Fred Wilson's blog post says it clearly: "Entrepreneurs Have Control When Things Work, VCs Have Control When They Don't." This came from an interview with the Buffalo News during the launch of the Z80 incubator. Main point? The actual ownership percentage doesn't determine who drives the startup as much as the founder's ability to manage.
Other viewpoints include Micah Baldwin's "Advisors – Stop Screwing Startups," (entrepreneur and CEO) and "Replacing CEOs" from Altos Ventures (a venture capital company). Baldwin's point includes unpaid and paid advisors as well as VCs, suggesting the founder only reward real value with real equity. Altos prefers not to replace CEOs, but will if necessary.
The single most important decision you will make in business is with whom you go into business --- co-founders, partners, team members, VCs. Nothing else comes close in importance.
JLM on avc.com
The next post should be "Incubators Stop Screwing Startups.
Otachi8 on askthevc.com
A change of vision is likely a better reason for a change of CEO.

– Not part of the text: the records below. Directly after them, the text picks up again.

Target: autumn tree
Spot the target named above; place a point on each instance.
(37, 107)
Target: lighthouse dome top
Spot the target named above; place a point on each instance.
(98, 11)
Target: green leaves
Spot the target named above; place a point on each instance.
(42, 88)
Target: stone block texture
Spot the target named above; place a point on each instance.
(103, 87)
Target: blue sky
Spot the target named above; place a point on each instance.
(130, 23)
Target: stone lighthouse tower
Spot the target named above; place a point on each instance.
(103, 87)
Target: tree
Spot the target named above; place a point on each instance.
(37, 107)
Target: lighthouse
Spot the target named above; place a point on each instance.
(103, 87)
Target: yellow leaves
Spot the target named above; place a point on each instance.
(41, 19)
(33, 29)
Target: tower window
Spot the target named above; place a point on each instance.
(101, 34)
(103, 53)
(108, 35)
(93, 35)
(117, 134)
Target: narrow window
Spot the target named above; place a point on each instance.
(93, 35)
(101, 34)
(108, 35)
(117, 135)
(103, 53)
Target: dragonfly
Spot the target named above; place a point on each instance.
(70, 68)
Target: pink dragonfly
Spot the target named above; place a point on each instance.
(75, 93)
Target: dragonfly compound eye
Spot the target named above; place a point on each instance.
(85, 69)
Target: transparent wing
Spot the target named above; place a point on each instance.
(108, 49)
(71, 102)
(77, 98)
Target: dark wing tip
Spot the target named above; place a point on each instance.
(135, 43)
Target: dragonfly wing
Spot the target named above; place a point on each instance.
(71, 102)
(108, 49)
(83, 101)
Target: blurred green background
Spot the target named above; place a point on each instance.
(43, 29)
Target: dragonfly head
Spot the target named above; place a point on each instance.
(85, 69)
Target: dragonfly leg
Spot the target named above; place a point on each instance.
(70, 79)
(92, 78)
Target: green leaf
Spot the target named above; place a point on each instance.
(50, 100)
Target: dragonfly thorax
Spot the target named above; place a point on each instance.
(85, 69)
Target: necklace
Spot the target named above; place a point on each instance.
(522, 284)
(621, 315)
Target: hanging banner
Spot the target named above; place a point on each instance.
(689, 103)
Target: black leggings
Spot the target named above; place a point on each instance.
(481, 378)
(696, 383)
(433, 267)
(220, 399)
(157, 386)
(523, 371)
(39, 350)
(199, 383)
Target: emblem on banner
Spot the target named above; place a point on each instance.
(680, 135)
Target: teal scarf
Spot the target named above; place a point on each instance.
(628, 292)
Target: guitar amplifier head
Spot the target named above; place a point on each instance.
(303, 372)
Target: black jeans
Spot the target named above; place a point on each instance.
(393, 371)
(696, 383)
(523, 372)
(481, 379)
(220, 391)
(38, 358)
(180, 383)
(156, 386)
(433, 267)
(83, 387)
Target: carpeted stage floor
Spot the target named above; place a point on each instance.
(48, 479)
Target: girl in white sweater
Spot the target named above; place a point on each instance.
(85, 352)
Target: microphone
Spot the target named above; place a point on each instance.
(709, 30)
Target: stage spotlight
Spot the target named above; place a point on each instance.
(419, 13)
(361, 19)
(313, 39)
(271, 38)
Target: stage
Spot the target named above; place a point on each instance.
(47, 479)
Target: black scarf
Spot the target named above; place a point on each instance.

Nick M on altosventures.com
Bottom line, when things occasionally go sideways, and you have a good partner....you get a couple more grace misses.
FlavioGomes on avc.com
I've been involved with a couple mentors that were not looking out for my best interest, but had their own agenda.
Kim Oakland on askthevc.com
I always look for candidates who can develop 'founder-like passion' -- but they're hard to find!
Paul Gomory on altosventures.com
The probability of a CEO change increases dramatically with each round of financing...
Kevin Morris on altosventures.com
Have you been in a company where investors pulled the plug on management too early? Or did investors hesitate too long, and the company fold?